Su padre levantó la vista, a la vez que dejaba la pluma y se limpiaba los dedos con un pañuelo blanco que, manchado de negro, aterrizó, inútil ya, en el suelo. Respondió con calma.

—Me han dicho los jenízaros que han tenido problemas con uno de los perros del castillo. Ha herido a un soldado. Nos han pedido que les proporcionemos un sustituto que haya aprendido turco. No es poca suerte para el hijo de una niñera, ¿verdad?

Lada notó que le temblaba el labio inferior. La emoción que sentía cuando la miraba su padre, aquel orgullo frenético y desesperado, se echó a perder de golpe. Él sabía muy bien lo que significaba Bogdan para ella, y aun sabiéndolo había permitido que los jenízaros le arrebatasen a su amigo del alma.

Le daba igual. La estaba estudiando, pendiente de su reacción.

Lada apretó las manos temblorosas, convertidas en puños, y asintió con la cabeza.

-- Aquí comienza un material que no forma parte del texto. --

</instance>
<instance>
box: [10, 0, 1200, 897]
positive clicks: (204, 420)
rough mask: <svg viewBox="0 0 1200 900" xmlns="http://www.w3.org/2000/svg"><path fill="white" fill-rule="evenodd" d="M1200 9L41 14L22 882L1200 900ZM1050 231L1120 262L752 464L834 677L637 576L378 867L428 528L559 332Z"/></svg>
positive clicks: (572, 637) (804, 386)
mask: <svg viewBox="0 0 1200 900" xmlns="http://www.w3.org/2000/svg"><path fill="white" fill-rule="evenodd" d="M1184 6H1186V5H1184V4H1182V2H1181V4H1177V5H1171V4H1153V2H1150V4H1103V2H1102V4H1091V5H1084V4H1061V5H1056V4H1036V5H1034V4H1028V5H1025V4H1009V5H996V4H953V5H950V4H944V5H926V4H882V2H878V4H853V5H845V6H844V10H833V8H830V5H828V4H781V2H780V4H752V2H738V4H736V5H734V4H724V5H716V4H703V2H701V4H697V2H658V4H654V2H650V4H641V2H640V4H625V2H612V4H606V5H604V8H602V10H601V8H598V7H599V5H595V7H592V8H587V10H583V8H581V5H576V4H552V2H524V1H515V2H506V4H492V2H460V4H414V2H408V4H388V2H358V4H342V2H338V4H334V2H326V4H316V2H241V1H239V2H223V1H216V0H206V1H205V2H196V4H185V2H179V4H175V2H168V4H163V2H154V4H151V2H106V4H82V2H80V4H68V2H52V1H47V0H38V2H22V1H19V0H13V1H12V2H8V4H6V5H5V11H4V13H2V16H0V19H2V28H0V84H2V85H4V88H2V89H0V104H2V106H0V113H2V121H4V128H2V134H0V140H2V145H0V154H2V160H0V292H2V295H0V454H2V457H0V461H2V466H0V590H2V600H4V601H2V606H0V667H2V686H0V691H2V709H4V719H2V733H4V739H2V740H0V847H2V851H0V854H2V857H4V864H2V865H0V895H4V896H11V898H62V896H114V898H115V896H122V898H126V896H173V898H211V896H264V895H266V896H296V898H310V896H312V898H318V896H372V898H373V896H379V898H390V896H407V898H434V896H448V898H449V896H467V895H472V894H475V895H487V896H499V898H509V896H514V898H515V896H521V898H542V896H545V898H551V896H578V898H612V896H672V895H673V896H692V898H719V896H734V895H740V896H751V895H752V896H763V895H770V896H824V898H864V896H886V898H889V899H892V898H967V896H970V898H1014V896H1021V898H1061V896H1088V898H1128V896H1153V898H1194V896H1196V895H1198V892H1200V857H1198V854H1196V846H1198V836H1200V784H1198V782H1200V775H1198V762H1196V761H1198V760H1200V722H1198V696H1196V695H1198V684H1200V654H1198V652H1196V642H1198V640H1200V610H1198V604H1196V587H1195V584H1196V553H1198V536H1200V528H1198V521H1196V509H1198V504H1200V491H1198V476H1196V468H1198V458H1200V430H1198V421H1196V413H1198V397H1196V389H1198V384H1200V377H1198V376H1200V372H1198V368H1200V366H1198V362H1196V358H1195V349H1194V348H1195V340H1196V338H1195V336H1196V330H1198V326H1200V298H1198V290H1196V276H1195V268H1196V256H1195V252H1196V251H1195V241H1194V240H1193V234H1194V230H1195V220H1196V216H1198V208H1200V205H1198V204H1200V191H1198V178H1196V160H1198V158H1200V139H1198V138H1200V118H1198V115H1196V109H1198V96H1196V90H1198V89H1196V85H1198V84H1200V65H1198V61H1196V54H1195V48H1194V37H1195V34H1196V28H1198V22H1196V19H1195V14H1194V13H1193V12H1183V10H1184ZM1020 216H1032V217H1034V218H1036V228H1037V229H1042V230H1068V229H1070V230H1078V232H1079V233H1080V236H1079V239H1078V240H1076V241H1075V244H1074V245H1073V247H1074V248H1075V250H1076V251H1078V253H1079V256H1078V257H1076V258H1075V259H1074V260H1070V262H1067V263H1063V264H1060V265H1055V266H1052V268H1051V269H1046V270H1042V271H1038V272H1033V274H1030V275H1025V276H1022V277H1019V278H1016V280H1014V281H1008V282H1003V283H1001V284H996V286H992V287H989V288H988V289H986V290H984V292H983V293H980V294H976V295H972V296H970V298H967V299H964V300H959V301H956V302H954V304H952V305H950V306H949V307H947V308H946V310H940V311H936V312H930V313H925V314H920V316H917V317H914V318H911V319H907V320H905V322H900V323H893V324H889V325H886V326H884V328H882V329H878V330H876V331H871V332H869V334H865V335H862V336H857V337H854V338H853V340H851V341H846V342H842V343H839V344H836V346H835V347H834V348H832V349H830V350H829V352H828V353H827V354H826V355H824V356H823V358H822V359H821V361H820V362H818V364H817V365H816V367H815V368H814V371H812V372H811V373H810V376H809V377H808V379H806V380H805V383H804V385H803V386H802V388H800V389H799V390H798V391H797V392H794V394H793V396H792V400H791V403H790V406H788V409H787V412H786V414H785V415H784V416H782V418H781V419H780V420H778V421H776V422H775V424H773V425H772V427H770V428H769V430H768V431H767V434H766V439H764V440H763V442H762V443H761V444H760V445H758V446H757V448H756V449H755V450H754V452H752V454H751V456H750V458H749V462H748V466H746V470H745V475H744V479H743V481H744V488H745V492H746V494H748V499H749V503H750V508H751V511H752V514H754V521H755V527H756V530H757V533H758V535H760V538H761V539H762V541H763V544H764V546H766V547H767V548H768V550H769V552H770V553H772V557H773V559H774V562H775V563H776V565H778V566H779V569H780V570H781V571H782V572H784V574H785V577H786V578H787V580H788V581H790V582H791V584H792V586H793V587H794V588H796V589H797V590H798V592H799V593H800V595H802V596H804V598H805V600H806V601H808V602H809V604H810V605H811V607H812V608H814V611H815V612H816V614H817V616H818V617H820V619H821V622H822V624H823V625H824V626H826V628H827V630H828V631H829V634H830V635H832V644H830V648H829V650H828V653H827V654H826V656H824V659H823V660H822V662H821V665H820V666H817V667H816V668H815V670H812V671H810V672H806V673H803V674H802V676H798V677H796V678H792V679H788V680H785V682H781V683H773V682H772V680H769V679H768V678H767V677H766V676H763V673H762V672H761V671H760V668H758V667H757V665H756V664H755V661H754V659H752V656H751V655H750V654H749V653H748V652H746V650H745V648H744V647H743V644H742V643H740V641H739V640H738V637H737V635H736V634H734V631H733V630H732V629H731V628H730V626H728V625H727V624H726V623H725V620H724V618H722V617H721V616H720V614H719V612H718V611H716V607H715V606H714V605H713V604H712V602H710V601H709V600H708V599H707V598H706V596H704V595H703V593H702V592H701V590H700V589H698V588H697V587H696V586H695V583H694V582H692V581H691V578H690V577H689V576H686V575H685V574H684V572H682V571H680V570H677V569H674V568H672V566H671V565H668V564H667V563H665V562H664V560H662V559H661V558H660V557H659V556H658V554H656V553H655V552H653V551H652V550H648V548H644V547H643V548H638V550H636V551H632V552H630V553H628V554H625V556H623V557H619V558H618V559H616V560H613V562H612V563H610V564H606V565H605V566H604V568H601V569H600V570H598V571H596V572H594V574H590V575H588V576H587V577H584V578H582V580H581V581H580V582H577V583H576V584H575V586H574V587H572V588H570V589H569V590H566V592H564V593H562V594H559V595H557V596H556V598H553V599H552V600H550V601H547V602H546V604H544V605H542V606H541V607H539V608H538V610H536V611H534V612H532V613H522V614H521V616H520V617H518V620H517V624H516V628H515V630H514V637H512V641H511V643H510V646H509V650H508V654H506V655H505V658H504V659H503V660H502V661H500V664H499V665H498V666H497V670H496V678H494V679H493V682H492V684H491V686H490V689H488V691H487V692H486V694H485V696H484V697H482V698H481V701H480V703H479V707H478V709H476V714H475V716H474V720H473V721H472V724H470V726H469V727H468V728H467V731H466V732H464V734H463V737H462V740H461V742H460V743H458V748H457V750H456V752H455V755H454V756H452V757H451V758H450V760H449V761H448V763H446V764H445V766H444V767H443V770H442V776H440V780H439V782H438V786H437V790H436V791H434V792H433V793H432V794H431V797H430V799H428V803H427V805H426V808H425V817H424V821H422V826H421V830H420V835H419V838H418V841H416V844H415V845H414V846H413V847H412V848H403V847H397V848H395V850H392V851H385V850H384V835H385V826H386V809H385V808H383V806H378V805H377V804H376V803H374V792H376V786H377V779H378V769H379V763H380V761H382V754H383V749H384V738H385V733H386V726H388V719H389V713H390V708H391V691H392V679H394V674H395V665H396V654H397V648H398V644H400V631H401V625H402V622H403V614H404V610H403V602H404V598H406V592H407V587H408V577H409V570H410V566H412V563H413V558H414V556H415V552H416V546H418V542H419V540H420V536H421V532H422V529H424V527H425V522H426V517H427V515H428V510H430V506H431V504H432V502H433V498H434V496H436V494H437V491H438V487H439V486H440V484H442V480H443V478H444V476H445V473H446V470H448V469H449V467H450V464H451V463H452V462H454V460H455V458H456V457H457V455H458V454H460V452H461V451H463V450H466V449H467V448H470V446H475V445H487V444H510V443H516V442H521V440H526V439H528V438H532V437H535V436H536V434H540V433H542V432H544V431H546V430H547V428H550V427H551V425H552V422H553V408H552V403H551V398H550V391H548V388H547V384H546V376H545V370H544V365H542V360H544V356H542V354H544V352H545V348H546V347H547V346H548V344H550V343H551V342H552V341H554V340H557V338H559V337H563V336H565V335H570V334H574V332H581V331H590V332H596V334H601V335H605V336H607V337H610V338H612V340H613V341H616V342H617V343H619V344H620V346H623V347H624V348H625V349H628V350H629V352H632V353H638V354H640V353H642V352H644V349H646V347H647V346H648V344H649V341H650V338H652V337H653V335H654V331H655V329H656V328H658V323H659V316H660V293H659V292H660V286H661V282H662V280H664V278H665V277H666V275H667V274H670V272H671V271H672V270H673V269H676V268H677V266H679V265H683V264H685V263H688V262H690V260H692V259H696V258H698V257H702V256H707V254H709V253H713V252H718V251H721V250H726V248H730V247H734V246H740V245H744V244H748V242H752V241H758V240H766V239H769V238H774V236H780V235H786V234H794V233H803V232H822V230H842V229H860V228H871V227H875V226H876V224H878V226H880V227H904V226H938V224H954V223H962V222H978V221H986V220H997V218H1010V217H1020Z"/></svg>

—Procura que a partir de ahora los perros se porten bien.

Los ojos de su padre, atravesándola, soltaron las abejas, y la dejaron vacía por dentro, llena de ecos. Lada hizo una reverencia, salió muy rígida y se derrumbó contra la pared, apretándose los ojos con los puños para que no salieran lágrimas.

Era culpa suya. Podría haber pasado de largo, sin decirles nada a los jenízaros. Era lo que habría hecho Radu. Pero ella no, ella tenía que desafiarlos, tenía que burlarse de ellos; y uno de los dos —el delgado— había intuido, solo con mirarla, la mejor forma de hacerle daño.

Se le partieron todos los hilos, que se enroscaron en su corazón y lo estrujaron. Era culpa suya, pero su padre la había traicionado. Podría haber dicho que no. Debería haber dicho que no. Debería haberlo impedido, demostrando a los jenízaros que era él quien mandaba en Valaquia.

Había optado por no hacerlo.

Lada no se podía quitar de la cabeza la imagen del pañuelo, sucio y arrojado al suelo, olvidado desde que ya no estaba prístino. Su padre era un derrochador. Su padre era débil.

Bogdan merecía algo mejor.

Ella merecía algo mejor.

Y Valaquia merecía algo mejor.

Regresó mentalmente a la montaña, a la cumbre donde recordó cómo la había abrazado el sol. A diferencia de su padre, ella nunca se desentendería de su país. Ella lo protegería.

Amenazó con brotar un pequeño sollozo. ¿Qué podía hacer? No tenía poder.

Todavía, se juró. No tenía poder… todavía.